The Prophet (book)


The Prophet is a book of 26 prose poetry fables written in English by the Lebanese-American poet and writer Kahlil Gibran. It was originally published in 1923 by Alfred A. Knopf. It is Gibran's best known work. The Prophet has been translated into over 100 different languages, making it one of the most translated books in history, and it has never been out of print.

Synopsis

The prophet, Al Mustafa, has lived in the city of Orphalese for 12 years and is about to board a ship which will carry him home. He is stopped by a group of people, with whom he discusses topics such as life and the human condition. The book is divided into chapters dealing with love, marriage, children, giving, eating and drinking, work, joy and sorrow, houses, clothes, buying and selling, crime and punishment, laws, freedom, reason and passion, pain, self-knowledge, teaching, friendship, talking, time, good and evil, prayer, pleasure, beauty, religion, and death.

Popularity

The Prophet has been translated into more than 100 languages, making it one of the most translated books in history. By 2012, it had sold more than nine million copies in its American edition alone since its original publication in 1923.
Of an ambitious first printing of 2,000 in 1923, Knopf sold 1,159 copies. The demand for The Prophet doubled the following year—and doubled again the year after that. It was translated in French by Madeline Mason-Manheim in 1926. By the time of Gibran's death in 1931, it had also been translated in German. Annual sales reached 12,000 in 1935, 111,000 in 1961 and 240,000 in 1965. The book sold its one millionth copy in 1957. At one point, The Prophet sold more than 5,000 copies a week worldwide.

Inspiration

Though born a Maronite, Gibran was influenced not only by his own religion but also by Islam, and especially by the mysticism of the Sufis. His knowledge of Lebanon's bloody history, with its destructive factional struggles, strengthened his belief in the fundamental unity of religions, which his parents exemplified by welcoming people of various religions in their home. Connections and parallels have also been made to William Blake's work, as well as the theological ideas of Walt Whitman and Ralph Waldo Emerson such as reincarnation and the Over-soul. Themes of influence in his work were Islamic/Arabic art, European Classicism and Romanticism, the Pre-Raphaelite Brotherhood, and more modern symbolism and surrealism.
Gibran had a number of strong connections to the Bahá'í Faith starting around 1912. One of Gibran's acquaintances, Juliet Thompson, reported several anecdotes relating to Gibran. She recalled Gibran had met 'Abdu'l-Bahá, the leader of the religion, at the time of `Abdu'l-Bahá's journeys to the West. Gibran was unable to sleep the night before meeting him in person to draw his portrait in April 1912 on the island of Manhattan. Gibran later told Thompson that in 'Abdu'l-Bahá he had "seen the Unseen, and been filled". Gibran began work on The Prophet in 1912, when "he got the first motif, for his Island God", whose "Prometheus exile shall be an Island one." In 1928, after the death of `Abdu'l-Bahá, at a viewing of a movie of `Abdu'l-Bahá, Gibran rose to talk and proclaimed in tears an exalted station of `Abdu'l-Bahá and left the event weeping still.

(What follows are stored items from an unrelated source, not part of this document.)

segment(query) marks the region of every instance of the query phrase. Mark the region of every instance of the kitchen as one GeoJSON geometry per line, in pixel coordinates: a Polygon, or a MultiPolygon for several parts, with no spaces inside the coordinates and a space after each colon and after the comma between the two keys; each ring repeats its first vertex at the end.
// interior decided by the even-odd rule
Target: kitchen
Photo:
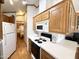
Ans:
{"type": "Polygon", "coordinates": [[[35,4],[25,3],[27,20],[24,22],[26,26],[24,41],[31,58],[79,59],[79,18],[77,18],[79,14],[75,11],[74,6],[77,6],[74,5],[75,2],[73,0],[39,0],[37,2],[36,0],[32,3],[35,4]]]}

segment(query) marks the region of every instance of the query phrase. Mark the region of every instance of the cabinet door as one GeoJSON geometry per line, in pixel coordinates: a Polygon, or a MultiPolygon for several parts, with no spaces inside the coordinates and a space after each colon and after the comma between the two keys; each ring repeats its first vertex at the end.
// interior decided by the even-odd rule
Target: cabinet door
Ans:
{"type": "Polygon", "coordinates": [[[40,22],[41,21],[41,15],[37,15],[33,18],[33,30],[36,29],[36,22],[40,22]]]}
{"type": "Polygon", "coordinates": [[[75,59],[79,59],[79,47],[77,47],[76,54],[75,54],[75,59]]]}
{"type": "Polygon", "coordinates": [[[76,14],[73,8],[73,5],[70,4],[70,13],[69,13],[69,32],[74,32],[76,28],[76,14]]]}
{"type": "Polygon", "coordinates": [[[40,15],[37,15],[36,17],[34,17],[34,20],[36,22],[40,22],[41,21],[41,14],[40,15]]]}
{"type": "Polygon", "coordinates": [[[15,23],[15,18],[14,18],[14,16],[10,16],[10,17],[9,17],[9,22],[10,22],[10,23],[15,23]]]}
{"type": "Polygon", "coordinates": [[[49,11],[45,11],[41,14],[41,21],[44,21],[44,20],[48,20],[50,17],[50,12],[49,11]]]}
{"type": "Polygon", "coordinates": [[[2,15],[3,16],[3,22],[8,22],[9,23],[9,17],[6,15],[2,15]]]}
{"type": "Polygon", "coordinates": [[[33,18],[33,30],[35,30],[35,29],[36,29],[36,19],[33,18]]]}
{"type": "Polygon", "coordinates": [[[0,3],[4,3],[4,0],[0,0],[0,3]]]}
{"type": "Polygon", "coordinates": [[[59,32],[64,33],[65,32],[65,6],[64,4],[51,9],[50,14],[50,32],[59,32]]]}
{"type": "Polygon", "coordinates": [[[43,49],[41,49],[41,59],[55,59],[55,58],[53,56],[49,55],[43,49]]]}
{"type": "Polygon", "coordinates": [[[79,15],[76,15],[76,18],[77,18],[77,29],[79,30],[79,15]]]}

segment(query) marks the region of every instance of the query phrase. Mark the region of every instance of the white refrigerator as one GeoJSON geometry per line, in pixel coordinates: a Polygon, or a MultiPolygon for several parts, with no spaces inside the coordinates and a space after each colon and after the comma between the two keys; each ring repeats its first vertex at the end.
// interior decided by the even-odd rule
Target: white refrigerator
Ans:
{"type": "Polygon", "coordinates": [[[3,59],[8,59],[16,50],[16,25],[2,22],[3,28],[3,59]]]}

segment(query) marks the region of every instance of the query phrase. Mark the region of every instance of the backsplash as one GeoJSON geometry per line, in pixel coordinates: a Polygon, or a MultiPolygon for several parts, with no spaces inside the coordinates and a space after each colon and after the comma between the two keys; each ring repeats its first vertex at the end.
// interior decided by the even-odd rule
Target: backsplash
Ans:
{"type": "Polygon", "coordinates": [[[60,33],[52,33],[52,41],[55,43],[58,43],[62,40],[65,39],[65,35],[64,34],[60,34],[60,33]]]}

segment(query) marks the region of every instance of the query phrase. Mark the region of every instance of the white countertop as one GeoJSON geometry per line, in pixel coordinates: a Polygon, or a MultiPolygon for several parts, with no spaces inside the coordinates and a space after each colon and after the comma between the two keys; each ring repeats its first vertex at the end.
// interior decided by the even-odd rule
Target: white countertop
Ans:
{"type": "Polygon", "coordinates": [[[40,48],[44,49],[47,53],[51,56],[55,57],[56,59],[75,59],[76,48],[72,49],[66,47],[66,45],[61,45],[53,42],[44,42],[39,44],[35,42],[35,39],[38,38],[36,36],[29,36],[35,44],[37,44],[40,48]]]}
{"type": "Polygon", "coordinates": [[[75,50],[69,49],[59,44],[47,42],[46,44],[43,44],[41,48],[56,59],[75,59],[75,50]]]}

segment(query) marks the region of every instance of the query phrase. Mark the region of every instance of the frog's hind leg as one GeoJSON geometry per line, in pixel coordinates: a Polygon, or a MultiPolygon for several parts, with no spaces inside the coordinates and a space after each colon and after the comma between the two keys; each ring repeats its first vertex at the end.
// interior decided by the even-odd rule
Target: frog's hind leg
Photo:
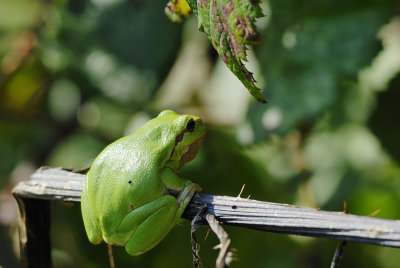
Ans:
{"type": "MultiPolygon", "coordinates": [[[[181,216],[177,215],[177,201],[171,195],[161,196],[136,210],[141,211],[139,218],[142,218],[142,222],[136,225],[137,228],[125,244],[125,249],[130,255],[140,255],[155,247],[174,227],[181,216]]],[[[138,211],[134,214],[136,213],[138,211]]],[[[134,214],[132,214],[132,217],[128,215],[118,229],[121,227],[123,229],[127,228],[131,221],[137,222],[138,218],[134,214]]]]}
{"type": "Polygon", "coordinates": [[[85,182],[83,184],[83,189],[82,189],[82,202],[81,202],[81,211],[82,211],[82,218],[83,218],[83,223],[85,225],[85,230],[87,233],[87,236],[89,238],[89,241],[93,244],[99,244],[103,241],[103,237],[101,236],[100,233],[100,228],[99,226],[96,225],[95,219],[90,213],[89,209],[89,201],[87,200],[87,178],[85,179],[85,182]]]}

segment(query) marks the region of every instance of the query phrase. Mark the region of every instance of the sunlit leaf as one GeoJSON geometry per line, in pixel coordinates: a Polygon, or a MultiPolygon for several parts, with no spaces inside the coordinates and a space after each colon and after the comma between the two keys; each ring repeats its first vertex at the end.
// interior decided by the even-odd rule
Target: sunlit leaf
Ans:
{"type": "MultiPolygon", "coordinates": [[[[168,3],[167,9],[172,5],[173,10],[179,13],[179,7],[172,3],[168,3]]],[[[257,101],[266,103],[260,89],[255,85],[253,74],[243,63],[247,61],[247,45],[256,44],[260,40],[254,25],[255,20],[263,16],[259,1],[189,0],[188,3],[198,15],[199,30],[207,35],[226,66],[257,101]]],[[[171,12],[167,14],[171,17],[171,12]]],[[[174,18],[183,15],[173,14],[174,18]]]]}

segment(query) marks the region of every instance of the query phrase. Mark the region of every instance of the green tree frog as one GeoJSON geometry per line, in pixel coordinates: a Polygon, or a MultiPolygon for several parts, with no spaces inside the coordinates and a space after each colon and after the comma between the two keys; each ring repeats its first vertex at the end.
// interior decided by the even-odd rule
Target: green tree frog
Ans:
{"type": "Polygon", "coordinates": [[[130,255],[156,246],[200,190],[176,172],[196,156],[204,135],[199,117],[167,110],[108,145],[82,189],[89,241],[125,246],[130,255]]]}

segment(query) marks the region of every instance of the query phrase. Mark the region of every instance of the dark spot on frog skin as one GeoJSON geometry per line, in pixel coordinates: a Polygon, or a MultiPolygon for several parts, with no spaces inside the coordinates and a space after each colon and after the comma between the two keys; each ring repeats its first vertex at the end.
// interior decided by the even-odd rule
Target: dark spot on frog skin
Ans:
{"type": "Polygon", "coordinates": [[[135,207],[133,206],[133,204],[131,202],[129,202],[129,206],[131,207],[131,210],[135,209],[135,207]]]}
{"type": "Polygon", "coordinates": [[[128,181],[128,183],[129,183],[129,184],[131,184],[131,183],[132,183],[132,181],[131,181],[131,180],[129,180],[129,181],[128,181]]]}
{"type": "Polygon", "coordinates": [[[233,206],[232,206],[232,209],[237,209],[237,206],[236,206],[236,205],[233,205],[233,206]]]}

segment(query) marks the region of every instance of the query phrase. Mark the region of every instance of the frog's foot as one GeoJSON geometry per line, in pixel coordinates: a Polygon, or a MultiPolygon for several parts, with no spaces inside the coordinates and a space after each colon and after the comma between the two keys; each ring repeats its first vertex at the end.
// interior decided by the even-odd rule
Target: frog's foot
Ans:
{"type": "Polygon", "coordinates": [[[177,197],[178,209],[185,210],[186,206],[189,204],[192,197],[196,194],[196,192],[200,191],[201,188],[196,183],[190,183],[179,193],[177,197]]]}
{"type": "MultiPolygon", "coordinates": [[[[185,184],[185,187],[186,187],[186,186],[189,186],[190,184],[195,184],[195,183],[192,183],[191,180],[184,180],[184,184],[185,184]]],[[[201,186],[198,185],[198,184],[196,184],[196,185],[197,185],[197,192],[201,192],[203,190],[203,189],[201,189],[201,186]]]]}

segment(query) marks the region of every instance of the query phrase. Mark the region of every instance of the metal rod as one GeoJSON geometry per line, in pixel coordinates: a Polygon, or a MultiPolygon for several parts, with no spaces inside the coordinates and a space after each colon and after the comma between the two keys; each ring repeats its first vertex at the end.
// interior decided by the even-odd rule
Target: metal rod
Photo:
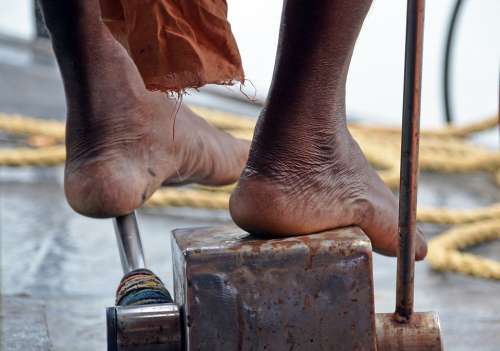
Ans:
{"type": "Polygon", "coordinates": [[[400,321],[409,320],[413,312],[424,13],[425,0],[408,0],[396,288],[396,318],[400,321]]]}
{"type": "Polygon", "coordinates": [[[448,23],[448,33],[446,34],[446,48],[444,52],[443,59],[443,101],[444,101],[444,111],[446,117],[446,123],[453,123],[454,111],[451,101],[451,65],[452,65],[452,49],[455,39],[455,32],[458,23],[458,17],[462,9],[463,0],[456,0],[455,6],[453,7],[453,12],[451,14],[450,21],[448,23]]]}
{"type": "Polygon", "coordinates": [[[122,262],[123,273],[127,274],[139,268],[145,268],[144,251],[135,213],[116,217],[113,220],[116,240],[122,262]]]}

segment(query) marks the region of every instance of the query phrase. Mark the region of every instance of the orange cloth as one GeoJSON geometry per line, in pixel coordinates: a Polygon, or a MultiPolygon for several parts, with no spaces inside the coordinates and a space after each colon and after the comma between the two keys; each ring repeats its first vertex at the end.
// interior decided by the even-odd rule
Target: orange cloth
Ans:
{"type": "Polygon", "coordinates": [[[150,90],[243,82],[226,0],[100,0],[150,90]]]}

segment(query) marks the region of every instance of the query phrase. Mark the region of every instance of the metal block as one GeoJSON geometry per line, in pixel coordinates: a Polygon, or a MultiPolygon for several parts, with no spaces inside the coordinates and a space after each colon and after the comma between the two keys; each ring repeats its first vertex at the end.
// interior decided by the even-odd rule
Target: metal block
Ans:
{"type": "Polygon", "coordinates": [[[263,239],[174,231],[187,351],[375,350],[371,244],[356,227],[263,239]]]}

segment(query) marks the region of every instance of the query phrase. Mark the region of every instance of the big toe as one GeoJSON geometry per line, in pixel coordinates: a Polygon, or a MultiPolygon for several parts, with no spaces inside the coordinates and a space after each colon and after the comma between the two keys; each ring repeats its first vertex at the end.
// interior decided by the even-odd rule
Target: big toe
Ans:
{"type": "MultiPolygon", "coordinates": [[[[399,230],[397,226],[393,230],[378,232],[367,231],[375,252],[384,255],[396,257],[399,251],[399,230]]],[[[427,255],[427,243],[420,229],[417,228],[415,238],[415,260],[421,261],[427,255]]]]}
{"type": "MultiPolygon", "coordinates": [[[[381,201],[372,208],[370,215],[366,216],[361,223],[362,229],[370,237],[375,252],[385,256],[395,257],[399,251],[399,226],[397,201],[381,201]]],[[[425,237],[417,227],[415,237],[415,259],[423,260],[427,255],[427,243],[425,237]]]]}

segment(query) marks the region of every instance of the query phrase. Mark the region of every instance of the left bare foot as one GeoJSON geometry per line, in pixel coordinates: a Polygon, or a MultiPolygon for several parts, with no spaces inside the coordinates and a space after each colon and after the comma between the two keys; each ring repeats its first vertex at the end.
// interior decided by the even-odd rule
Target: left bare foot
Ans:
{"type": "Polygon", "coordinates": [[[162,184],[238,179],[249,143],[148,91],[102,22],[99,0],[40,4],[66,92],[64,189],[75,211],[115,217],[140,207],[162,184]]]}

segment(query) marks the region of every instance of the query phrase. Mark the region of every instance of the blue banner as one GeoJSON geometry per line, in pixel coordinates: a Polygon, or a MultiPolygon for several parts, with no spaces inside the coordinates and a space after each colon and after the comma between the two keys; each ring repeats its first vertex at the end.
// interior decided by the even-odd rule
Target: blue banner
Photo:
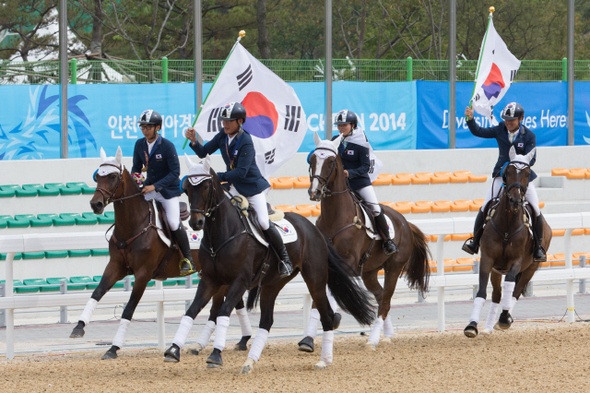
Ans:
{"type": "Polygon", "coordinates": [[[574,83],[574,144],[590,145],[590,82],[574,83]]]}

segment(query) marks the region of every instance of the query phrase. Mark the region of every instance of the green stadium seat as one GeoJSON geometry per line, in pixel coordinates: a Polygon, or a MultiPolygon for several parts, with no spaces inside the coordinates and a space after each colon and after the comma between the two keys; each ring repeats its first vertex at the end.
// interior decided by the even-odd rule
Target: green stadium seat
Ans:
{"type": "Polygon", "coordinates": [[[57,214],[39,214],[35,219],[31,219],[31,227],[50,227],[53,225],[53,219],[59,218],[57,214]]]}
{"type": "Polygon", "coordinates": [[[72,290],[94,289],[98,286],[98,284],[95,284],[94,280],[92,280],[92,278],[90,278],[88,276],[70,277],[70,282],[72,284],[84,284],[84,285],[68,285],[68,289],[72,289],[72,290]]]}
{"type": "MultiPolygon", "coordinates": [[[[20,252],[17,252],[14,254],[14,260],[18,261],[23,257],[23,254],[21,254],[20,252]]],[[[5,261],[6,260],[6,254],[0,254],[0,261],[5,261]]]]}
{"type": "Polygon", "coordinates": [[[55,226],[66,226],[66,225],[76,225],[76,217],[73,216],[72,214],[77,214],[77,213],[62,213],[59,215],[59,220],[58,219],[54,219],[53,220],[53,225],[55,226]]]}
{"type": "Polygon", "coordinates": [[[60,193],[59,187],[55,184],[61,183],[47,183],[43,188],[39,189],[39,196],[57,196],[60,193]]]}
{"type": "Polygon", "coordinates": [[[51,287],[41,287],[41,292],[57,292],[57,291],[59,291],[62,280],[66,280],[66,282],[68,282],[68,279],[65,277],[49,277],[47,279],[47,284],[55,284],[55,285],[53,285],[51,287]]]}
{"type": "Polygon", "coordinates": [[[84,182],[66,183],[66,187],[75,189],[80,188],[82,190],[82,194],[94,194],[96,191],[96,187],[90,187],[84,182]]]}
{"type": "MultiPolygon", "coordinates": [[[[102,276],[92,276],[92,281],[97,283],[96,284],[97,286],[98,286],[98,283],[100,282],[101,279],[102,279],[102,276]]],[[[115,283],[115,285],[113,285],[113,288],[123,288],[124,286],[125,286],[125,284],[123,283],[123,281],[117,281],[115,283]]]]}
{"type": "MultiPolygon", "coordinates": [[[[68,183],[68,184],[72,184],[72,183],[68,183]]],[[[65,186],[60,187],[59,189],[61,195],[80,195],[82,194],[82,187],[80,186],[68,186],[67,184],[65,186]]]]}
{"type": "MultiPolygon", "coordinates": [[[[192,275],[191,275],[191,277],[192,277],[192,275]]],[[[178,281],[178,285],[186,285],[186,277],[181,278],[180,280],[177,280],[177,281],[178,281]]],[[[193,278],[193,285],[198,284],[199,281],[201,281],[201,279],[198,278],[197,275],[195,274],[195,278],[193,278]]]]}
{"type": "Polygon", "coordinates": [[[16,196],[38,196],[39,190],[44,189],[43,184],[23,184],[22,188],[16,189],[16,196]]]}
{"type": "Polygon", "coordinates": [[[17,214],[14,218],[6,219],[8,228],[28,228],[31,225],[31,219],[36,219],[33,214],[17,214]]]}
{"type": "Polygon", "coordinates": [[[39,252],[24,252],[23,259],[44,259],[45,253],[43,251],[39,252]]]}
{"type": "Polygon", "coordinates": [[[0,198],[12,198],[15,195],[17,188],[21,187],[17,184],[0,186],[0,198]]]}
{"type": "Polygon", "coordinates": [[[108,256],[109,249],[108,248],[99,248],[99,249],[90,250],[90,255],[92,255],[93,257],[108,256]]]}
{"type": "Polygon", "coordinates": [[[47,281],[42,278],[26,278],[23,280],[23,286],[15,288],[16,293],[35,293],[39,292],[41,285],[46,285],[47,281]]]}
{"type": "Polygon", "coordinates": [[[6,228],[8,226],[8,219],[12,216],[0,215],[0,228],[6,228]]]}
{"type": "Polygon", "coordinates": [[[70,258],[84,258],[90,256],[90,250],[68,250],[70,258]]]}
{"type": "MultiPolygon", "coordinates": [[[[6,280],[0,280],[0,284],[4,284],[6,280]]],[[[22,287],[23,282],[21,280],[12,280],[12,292],[16,292],[16,287],[22,287]]]]}
{"type": "Polygon", "coordinates": [[[178,280],[174,279],[174,280],[164,280],[162,281],[162,285],[164,285],[165,287],[173,287],[176,284],[178,284],[178,280]]]}
{"type": "Polygon", "coordinates": [[[98,216],[94,213],[82,213],[80,217],[76,217],[77,225],[96,225],[98,223],[98,216]]]}
{"type": "Polygon", "coordinates": [[[67,258],[68,252],[62,251],[45,251],[45,258],[67,258]]]}
{"type": "Polygon", "coordinates": [[[96,216],[99,224],[114,224],[115,223],[115,212],[104,212],[102,215],[96,216]]]}

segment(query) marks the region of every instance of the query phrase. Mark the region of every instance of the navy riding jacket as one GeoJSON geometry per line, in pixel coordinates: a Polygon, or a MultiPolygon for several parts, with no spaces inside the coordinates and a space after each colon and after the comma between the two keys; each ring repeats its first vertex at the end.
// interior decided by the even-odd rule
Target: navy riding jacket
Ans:
{"type": "Polygon", "coordinates": [[[180,162],[176,154],[176,148],[161,135],[158,136],[156,144],[148,153],[148,144],[145,138],[135,142],[133,151],[132,173],[141,172],[141,168],[147,166],[144,186],[153,185],[156,191],[162,194],[165,199],[180,196],[180,162]],[[147,157],[147,160],[146,160],[147,157]],[[147,165],[146,165],[147,162],[147,165]]]}
{"type": "MultiPolygon", "coordinates": [[[[340,138],[340,135],[336,135],[332,140],[336,138],[340,138]]],[[[342,160],[342,166],[348,171],[348,184],[353,191],[371,185],[369,178],[371,159],[368,148],[344,140],[338,146],[338,154],[342,160]]]]}
{"type": "MultiPolygon", "coordinates": [[[[498,155],[498,161],[496,162],[496,166],[492,172],[492,177],[500,176],[502,167],[505,163],[510,161],[510,147],[514,146],[516,154],[526,155],[537,145],[537,137],[535,134],[522,124],[520,126],[520,131],[518,131],[518,134],[512,143],[510,143],[510,139],[508,139],[508,129],[506,128],[506,124],[503,121],[497,126],[481,128],[475,122],[475,120],[471,118],[467,121],[467,126],[473,135],[479,136],[481,138],[496,138],[496,142],[498,142],[498,148],[500,149],[500,152],[498,155]]],[[[535,153],[533,159],[530,162],[531,167],[535,164],[536,160],[537,153],[535,153]]],[[[532,182],[536,178],[537,174],[531,169],[529,182],[532,182]]]]}
{"type": "Polygon", "coordinates": [[[256,151],[250,134],[240,127],[229,146],[228,139],[225,132],[219,131],[204,146],[197,141],[191,143],[191,148],[200,158],[213,154],[217,149],[221,150],[227,172],[217,172],[217,177],[232,184],[245,197],[260,194],[269,188],[270,184],[256,165],[256,151]]]}

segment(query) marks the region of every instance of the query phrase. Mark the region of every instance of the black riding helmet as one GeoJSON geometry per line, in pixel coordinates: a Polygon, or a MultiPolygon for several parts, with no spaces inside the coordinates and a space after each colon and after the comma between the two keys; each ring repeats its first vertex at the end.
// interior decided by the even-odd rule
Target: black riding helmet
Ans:
{"type": "Polygon", "coordinates": [[[154,124],[156,126],[162,125],[162,116],[153,109],[141,112],[137,124],[154,124]]]}
{"type": "Polygon", "coordinates": [[[524,116],[524,108],[518,102],[511,102],[502,109],[500,115],[504,120],[516,120],[524,116]]]}
{"type": "Polygon", "coordinates": [[[348,109],[343,109],[336,115],[336,119],[334,120],[334,124],[348,124],[352,125],[352,129],[355,129],[358,125],[358,118],[356,117],[356,113],[353,111],[349,111],[348,109]]]}
{"type": "Polygon", "coordinates": [[[244,119],[246,122],[246,108],[239,102],[230,102],[223,108],[219,114],[219,120],[237,120],[244,119]]]}

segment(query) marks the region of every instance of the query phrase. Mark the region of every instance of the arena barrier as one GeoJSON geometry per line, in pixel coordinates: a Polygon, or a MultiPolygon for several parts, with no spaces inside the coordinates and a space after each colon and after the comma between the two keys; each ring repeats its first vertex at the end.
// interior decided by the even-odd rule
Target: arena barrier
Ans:
{"type": "MultiPolygon", "coordinates": [[[[565,229],[564,252],[565,268],[551,271],[539,270],[533,281],[566,282],[567,320],[575,321],[574,312],[574,280],[590,279],[590,269],[573,268],[571,233],[574,229],[590,228],[590,212],[564,213],[544,215],[552,229],[565,229]]],[[[444,238],[446,235],[470,233],[473,218],[445,218],[412,220],[426,235],[438,235],[436,248],[431,250],[437,261],[437,271],[430,278],[430,288],[436,288],[438,301],[438,330],[445,331],[445,289],[450,287],[473,287],[478,285],[477,274],[444,274],[444,238]]],[[[5,310],[6,317],[6,358],[14,358],[14,310],[36,307],[67,307],[84,306],[89,299],[88,292],[65,293],[55,295],[21,295],[13,292],[13,257],[19,252],[59,251],[75,249],[107,248],[104,233],[78,232],[54,234],[26,234],[0,236],[0,253],[6,253],[5,296],[0,297],[0,309],[5,310]]],[[[162,282],[156,283],[155,290],[146,291],[142,302],[156,304],[158,330],[158,348],[164,350],[164,303],[192,300],[194,288],[164,289],[162,282]]],[[[281,291],[281,295],[303,297],[303,328],[309,318],[311,298],[305,283],[289,283],[281,291]]],[[[101,304],[121,304],[129,300],[129,292],[108,292],[100,301],[101,304]]]]}

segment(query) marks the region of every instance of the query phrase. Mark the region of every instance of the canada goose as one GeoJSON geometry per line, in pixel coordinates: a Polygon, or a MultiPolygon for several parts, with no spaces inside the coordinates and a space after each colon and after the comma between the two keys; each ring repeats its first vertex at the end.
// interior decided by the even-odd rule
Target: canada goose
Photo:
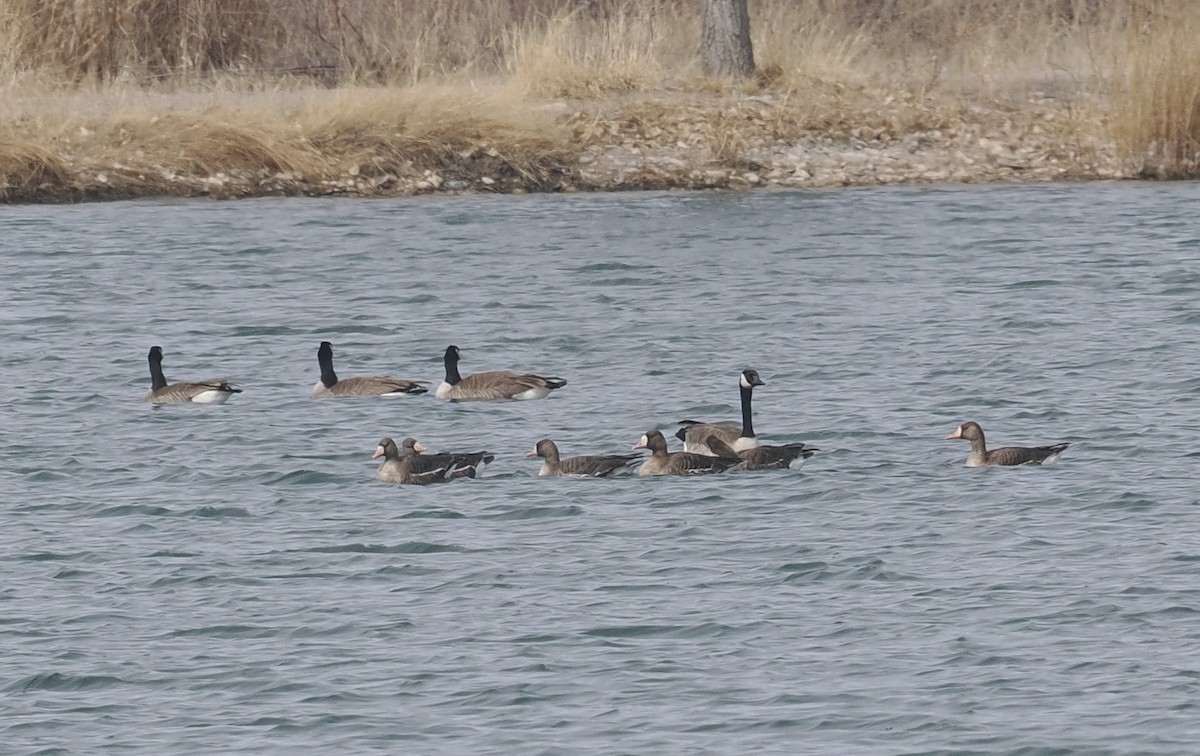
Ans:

Royalties and copyright control

The book entered the public domain in the United States on January 1, 2019. It was already in the public domain in the European Union, Canada, Russia, South Africa, and Australia.
Gibran instructed that on his death the royalties and copyrights to his materials be owned by his hometown, Bsharri, Lebanon. The Gibran National Committee, in Bsharri, manages the Gibran Museum. Founded in 1935, the GNC is a non-profit corporation holding the exclusive rights to manage the Lebanese author Kahlil Gibran's copyright in and to his literary and artistic works.

''The Garden of the Prophet''

Gibran followed The Prophet with The Garden of the Prophet, which was published posthumously in 1933. The Garden of the Prophet narrates Al Mustafa's discussions with nine disciples following Al Mustafa's return after an intervening absence.